On the other hand, the former President who had earlier resolved not to personally testify in the matter, in his statement of defence, described Kashamu as a notorious debtor and a man lacking in local and international reputation.

He urged the court to dismiss the suit for being “frivolous, speculative and gold digging”, adding that no reasonable cause of action was established against him.

Obasanjo in his statement of defence to the N20billion libel suit against him, stood his ground, saying he has no reason to retract the words in the said letter as requested by Kashamu.

“The  statement/words are correct, true and justified”, he maintained, adding, “The plaintiff has no iota of good reputation locally and internationally.

“Aside the plaintiff’s illicit drug business for which he was indicted and wanted in America, the plaintiff has penchant for taking loans from unsuspecting banks/financial institutions with intention to permanently elude/avoid repayment or liquidation of such loans.

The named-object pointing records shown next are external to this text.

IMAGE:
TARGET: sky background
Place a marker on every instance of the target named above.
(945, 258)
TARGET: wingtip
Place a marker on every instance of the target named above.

“Further to that, the plaintiff has been judicially adjudged/confirmed a debtor by a competent court of law Cotonou, Republic of Benin. And the plaintiff presently occupies a choice position on the Assets Management Corporation of Nigeria’s list of notorious bad debtors.

“The plaintiff is a person, who with his true name/identity supplied, will not be grante‎d visa by the German government or any country of the world having good relationship with the United States of America”, Obasanjo added.